CLOSING ON YOUR PURCHASE:
Closing is the proverbial "signing on the dotted line:" The process will put the title to the house in your name, verify homeowners' insurance on the property, commit in writing to the terms of the mortgage, and usually, put the keys to the house in your hands. In general, you will leave the closing and go to your new home as a homeowner. The weeks and months of anticipation are all settled in the short amount of time that you spend at the closing.
Once you’ve made an offer and it’s been accepted, a closing date will be set up. The closing date is set when your mortgage is approved and you sign a commitment letter with your lender. Make sure the closing date is before your lock-in rate expires.

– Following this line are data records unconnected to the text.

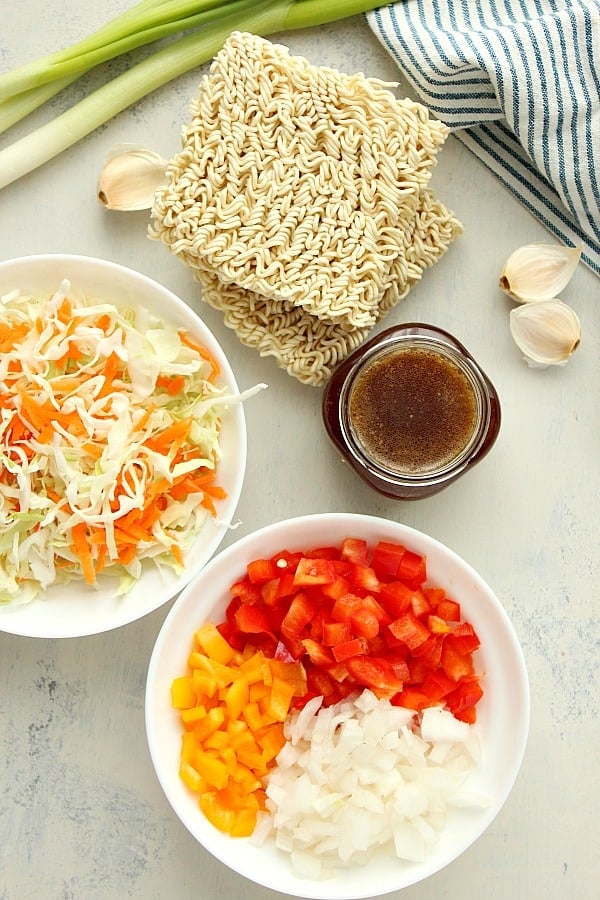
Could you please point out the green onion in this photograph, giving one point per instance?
(207, 23)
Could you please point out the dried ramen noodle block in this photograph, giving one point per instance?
(300, 202)
(307, 347)
(296, 182)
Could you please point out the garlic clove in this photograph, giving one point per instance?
(539, 271)
(547, 332)
(130, 178)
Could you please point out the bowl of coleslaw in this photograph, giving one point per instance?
(122, 442)
(370, 772)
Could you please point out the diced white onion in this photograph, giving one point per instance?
(363, 774)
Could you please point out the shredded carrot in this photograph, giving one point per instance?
(62, 419)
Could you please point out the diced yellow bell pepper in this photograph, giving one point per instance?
(211, 768)
(193, 715)
(211, 721)
(210, 640)
(236, 697)
(191, 777)
(183, 695)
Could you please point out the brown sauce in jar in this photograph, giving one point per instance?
(412, 410)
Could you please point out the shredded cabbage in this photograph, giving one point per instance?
(84, 399)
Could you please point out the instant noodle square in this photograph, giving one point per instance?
(307, 347)
(296, 182)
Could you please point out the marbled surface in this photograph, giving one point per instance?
(81, 812)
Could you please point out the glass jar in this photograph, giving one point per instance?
(411, 411)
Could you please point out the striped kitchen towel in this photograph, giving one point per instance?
(518, 82)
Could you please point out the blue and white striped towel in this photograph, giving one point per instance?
(518, 81)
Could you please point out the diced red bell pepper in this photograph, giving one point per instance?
(347, 649)
(251, 618)
(299, 613)
(400, 667)
(364, 623)
(314, 571)
(437, 625)
(363, 578)
(420, 604)
(449, 610)
(386, 559)
(286, 587)
(375, 673)
(434, 596)
(269, 591)
(437, 685)
(430, 651)
(468, 692)
(232, 635)
(413, 569)
(318, 654)
(261, 570)
(411, 698)
(245, 591)
(320, 683)
(336, 633)
(344, 606)
(456, 665)
(338, 588)
(323, 553)
(396, 598)
(407, 628)
(355, 550)
(464, 639)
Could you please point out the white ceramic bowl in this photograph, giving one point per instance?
(503, 713)
(75, 609)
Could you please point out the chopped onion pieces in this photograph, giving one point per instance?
(363, 774)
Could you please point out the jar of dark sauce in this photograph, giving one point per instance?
(411, 411)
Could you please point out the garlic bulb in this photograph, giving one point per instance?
(130, 178)
(538, 271)
(547, 332)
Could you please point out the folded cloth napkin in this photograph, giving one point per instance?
(519, 85)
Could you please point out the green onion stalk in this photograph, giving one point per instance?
(204, 26)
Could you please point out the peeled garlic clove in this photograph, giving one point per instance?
(547, 332)
(538, 271)
(130, 179)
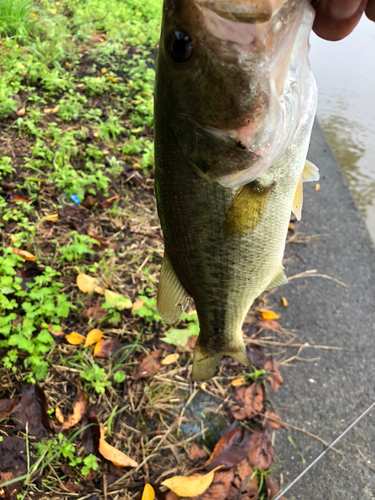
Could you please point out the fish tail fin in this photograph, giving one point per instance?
(206, 362)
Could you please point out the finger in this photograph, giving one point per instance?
(370, 10)
(327, 26)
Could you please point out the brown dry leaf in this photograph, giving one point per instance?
(261, 451)
(230, 450)
(75, 338)
(117, 301)
(238, 381)
(114, 455)
(59, 416)
(78, 410)
(266, 314)
(170, 359)
(275, 378)
(149, 365)
(93, 337)
(107, 348)
(137, 305)
(51, 218)
(272, 421)
(190, 486)
(197, 453)
(87, 284)
(25, 255)
(250, 402)
(6, 407)
(55, 330)
(148, 492)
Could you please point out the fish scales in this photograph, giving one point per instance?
(222, 272)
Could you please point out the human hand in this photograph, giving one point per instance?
(335, 19)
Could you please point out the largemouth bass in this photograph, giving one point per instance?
(235, 101)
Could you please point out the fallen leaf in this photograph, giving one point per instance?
(114, 455)
(32, 410)
(75, 338)
(59, 416)
(272, 488)
(250, 402)
(272, 421)
(93, 337)
(230, 450)
(25, 255)
(149, 365)
(87, 284)
(117, 301)
(78, 410)
(51, 218)
(275, 378)
(197, 453)
(107, 348)
(238, 381)
(6, 407)
(90, 435)
(266, 314)
(170, 359)
(148, 492)
(190, 486)
(138, 304)
(261, 451)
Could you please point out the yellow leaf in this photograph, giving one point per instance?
(87, 284)
(238, 381)
(266, 314)
(51, 218)
(148, 492)
(114, 455)
(25, 255)
(190, 486)
(75, 338)
(172, 358)
(117, 301)
(93, 337)
(59, 416)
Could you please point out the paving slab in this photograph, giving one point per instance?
(326, 395)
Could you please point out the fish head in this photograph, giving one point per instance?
(224, 69)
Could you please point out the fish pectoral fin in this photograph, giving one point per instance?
(206, 362)
(298, 200)
(172, 298)
(246, 210)
(310, 172)
(278, 280)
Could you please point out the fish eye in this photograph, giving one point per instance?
(180, 47)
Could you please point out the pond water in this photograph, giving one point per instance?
(345, 74)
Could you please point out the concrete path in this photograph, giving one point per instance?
(326, 395)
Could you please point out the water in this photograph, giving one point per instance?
(345, 74)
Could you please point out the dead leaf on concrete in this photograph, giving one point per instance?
(78, 410)
(32, 410)
(230, 450)
(249, 402)
(149, 365)
(275, 378)
(261, 451)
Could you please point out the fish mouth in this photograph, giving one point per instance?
(245, 11)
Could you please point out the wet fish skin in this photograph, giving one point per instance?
(213, 253)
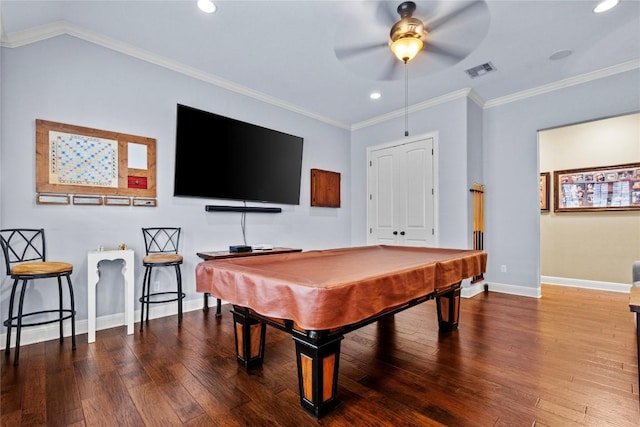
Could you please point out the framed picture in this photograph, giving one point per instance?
(606, 188)
(545, 182)
(84, 161)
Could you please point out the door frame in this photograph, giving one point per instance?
(434, 171)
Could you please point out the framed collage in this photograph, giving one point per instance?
(607, 188)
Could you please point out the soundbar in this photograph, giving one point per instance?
(217, 208)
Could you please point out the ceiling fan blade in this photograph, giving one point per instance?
(467, 8)
(352, 51)
(388, 72)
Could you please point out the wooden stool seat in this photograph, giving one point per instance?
(161, 259)
(41, 268)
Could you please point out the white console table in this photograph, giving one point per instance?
(93, 260)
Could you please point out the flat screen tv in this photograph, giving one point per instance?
(222, 158)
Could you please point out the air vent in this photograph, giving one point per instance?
(480, 70)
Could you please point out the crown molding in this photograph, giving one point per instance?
(565, 83)
(43, 32)
(32, 35)
(462, 93)
(35, 34)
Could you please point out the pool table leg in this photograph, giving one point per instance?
(318, 361)
(448, 305)
(250, 337)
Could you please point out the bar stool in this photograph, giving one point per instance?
(161, 245)
(25, 260)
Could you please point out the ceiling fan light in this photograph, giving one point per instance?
(406, 48)
(605, 5)
(206, 6)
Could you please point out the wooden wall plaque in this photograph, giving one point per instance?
(325, 188)
(79, 160)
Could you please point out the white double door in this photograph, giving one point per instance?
(401, 205)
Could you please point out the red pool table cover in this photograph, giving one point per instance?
(326, 289)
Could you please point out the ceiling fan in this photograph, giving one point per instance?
(433, 35)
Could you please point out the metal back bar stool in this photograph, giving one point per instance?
(25, 260)
(161, 245)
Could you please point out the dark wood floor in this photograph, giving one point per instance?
(566, 359)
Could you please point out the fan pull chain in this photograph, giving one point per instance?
(406, 99)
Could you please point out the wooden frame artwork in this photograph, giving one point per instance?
(545, 186)
(325, 188)
(78, 160)
(608, 188)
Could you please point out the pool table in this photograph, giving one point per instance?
(318, 296)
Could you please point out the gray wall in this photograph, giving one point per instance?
(71, 81)
(512, 217)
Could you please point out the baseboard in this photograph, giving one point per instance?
(472, 290)
(523, 291)
(48, 332)
(588, 284)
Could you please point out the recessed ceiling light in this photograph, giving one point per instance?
(559, 54)
(605, 5)
(206, 6)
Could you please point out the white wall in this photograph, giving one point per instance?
(512, 236)
(72, 81)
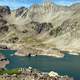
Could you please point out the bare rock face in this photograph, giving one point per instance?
(4, 10)
(21, 12)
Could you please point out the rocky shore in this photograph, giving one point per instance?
(32, 74)
(3, 61)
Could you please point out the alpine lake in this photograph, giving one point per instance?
(68, 65)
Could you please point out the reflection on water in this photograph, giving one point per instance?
(69, 65)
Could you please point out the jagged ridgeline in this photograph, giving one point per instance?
(45, 24)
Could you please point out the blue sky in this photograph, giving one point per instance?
(13, 4)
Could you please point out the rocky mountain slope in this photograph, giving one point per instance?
(42, 27)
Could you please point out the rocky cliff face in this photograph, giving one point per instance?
(48, 24)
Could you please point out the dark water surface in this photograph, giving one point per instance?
(69, 65)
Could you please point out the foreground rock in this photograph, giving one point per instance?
(3, 61)
(33, 74)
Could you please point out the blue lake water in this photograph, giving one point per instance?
(69, 65)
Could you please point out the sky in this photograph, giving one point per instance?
(13, 4)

A number of people attend closing. They usually include:
* You, the homebuyer.
* The seller of the home (though not always at the same time).
* The closing agent, the title insurance representative, and the escrow agent. (These can be several different people or one person handling all three issues. Closing agents coordinate the closing by recording closing documents, dispersing funds, etc.)
* The real estate agent.
What should I do before and at closing?
Review the documents.
Ask for the closing documents before the actual closing and read them carefully. It may be a good idea to have a lawyer review them with you. Understand what you'll be asked to sign before the meeting.
Understand the closing costs.
Closing costs can include many different things and can add up to a sizeable amount of money. Be prepared. Know exactly what's included in your closing costs and the total amount you'll be expected to pay at the closing meeting. Your lender should clearly explain all closing costs. Find out in advance if checks will be accepted or if your lender must supply a cashier’s check.
Attend the closing meeting.
Closing meetings are standard in the home buying process, although there are a few states where there are no closing meetings. You'll sign documents like the closing statement, mortgage note, and truth-in-lending statement. Proof of insurance and inspections as well any monies due are required before you get the keys to your new home.
The following are the most important items that you will need prior to or at closing and some hints regarding them:
A Closing cost estimate: This should first be given to you by your Agent at the time of the contract, and then given to you by the Lender, a Good Faith Estimate, shortly after the application for the loan. This should give you a reasonably close estimate of funds you will need at the time of closing.
Homeowners' Insurance Policy: This must be secured prior to the date of closing. For more information on coverages (and saving money) see the Homeowners' Insurance section.
Settlement Statement: You should have a copy of the Settlement Statement before the date of Closing. Generally this will not be available until one or two days prior to the actual Closing, but it is important to have it because it gives you the total amount of cash you will need at Closing and also how those various funds will be dispersed. In addition, it gives you an opportunity to iron out any discrepancies prior to sitting down at the Closing table. Your Agent should also have a copy for review.
Certified Funds: On the day of Closing you will need certified funds for closing costs and down payments. This is an important reason for needing a copy of the Settlement Statement a day or two in advance--so you know the amount of funds needed and so that any problems can be handled in advance.
By making adequate preparations in advance, you will be far less likely to have nasty surprises when everyone (especially you!) is ready for closing.